1. Learn how to play as well as they possibly can (including making others play badly).

2. Play their best at all times.

3. Choose whichever available game offers them the greatest expected value (EV) as long as they have an adequate bankroll for it.

4. Avoid games in which they would be clearly under-bankrolled.

Duh, you might be thinking to yourself, pretty obvious. Why do things any other way if winning serious money at poker is a high priority for you? And I agree. But I also know that most aspiring poker pros do not always do these things, not only because they are psychologically difficult, but especially since they can sometimes get away without doing them.

Concentrating and studying are not easy things to do. Folding almost playable hands when they are your best chance to get “even” for the night takes unusual willpower. Choosing a smaller game than normal, because it offers the greatest “hourly rate” (EV–wise) in the room, means that you must give up the anticipation of making a big score that session. It also may mean that you are confronting the fact that your skill is not as great as some others who would expect to make more in the bigger game. The same is true if you are choosing a game smaller than you want to play because the math equations say you should not take the risk. Passing up this bigger game is even harder to do psychologically if it is particularly “juicy” or if you had previously been playing for these stakes, but presently do not have the bankroll for it.

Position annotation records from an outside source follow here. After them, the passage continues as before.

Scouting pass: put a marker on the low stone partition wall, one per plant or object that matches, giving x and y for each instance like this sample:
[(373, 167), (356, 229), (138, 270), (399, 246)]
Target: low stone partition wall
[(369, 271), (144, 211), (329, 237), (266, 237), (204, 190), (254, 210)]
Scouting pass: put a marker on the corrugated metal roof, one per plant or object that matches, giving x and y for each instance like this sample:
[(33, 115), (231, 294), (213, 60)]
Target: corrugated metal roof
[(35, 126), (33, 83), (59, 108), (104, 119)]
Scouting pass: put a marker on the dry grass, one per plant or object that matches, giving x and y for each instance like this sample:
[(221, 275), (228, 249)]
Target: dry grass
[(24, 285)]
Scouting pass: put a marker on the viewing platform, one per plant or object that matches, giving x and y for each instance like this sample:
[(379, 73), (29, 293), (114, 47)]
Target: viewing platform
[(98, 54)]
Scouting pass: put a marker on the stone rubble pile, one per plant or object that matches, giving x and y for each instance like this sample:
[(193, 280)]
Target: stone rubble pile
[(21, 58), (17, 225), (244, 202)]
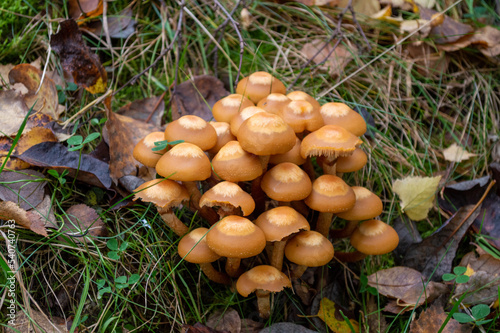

So you see that those four techniques are not quite as easy to do as they may seem—at least for most people. There are often large psychological and emotional pressures to do something different. You have to learn how to fight those pressures.

Showing you how to fight those pressures is, of course, Dr. Alan Schoonmaker’s specialty. Something he does very well in this book, along with many other things. Winners are indeed “different.” But there’s probably no reason you can’t be one of them.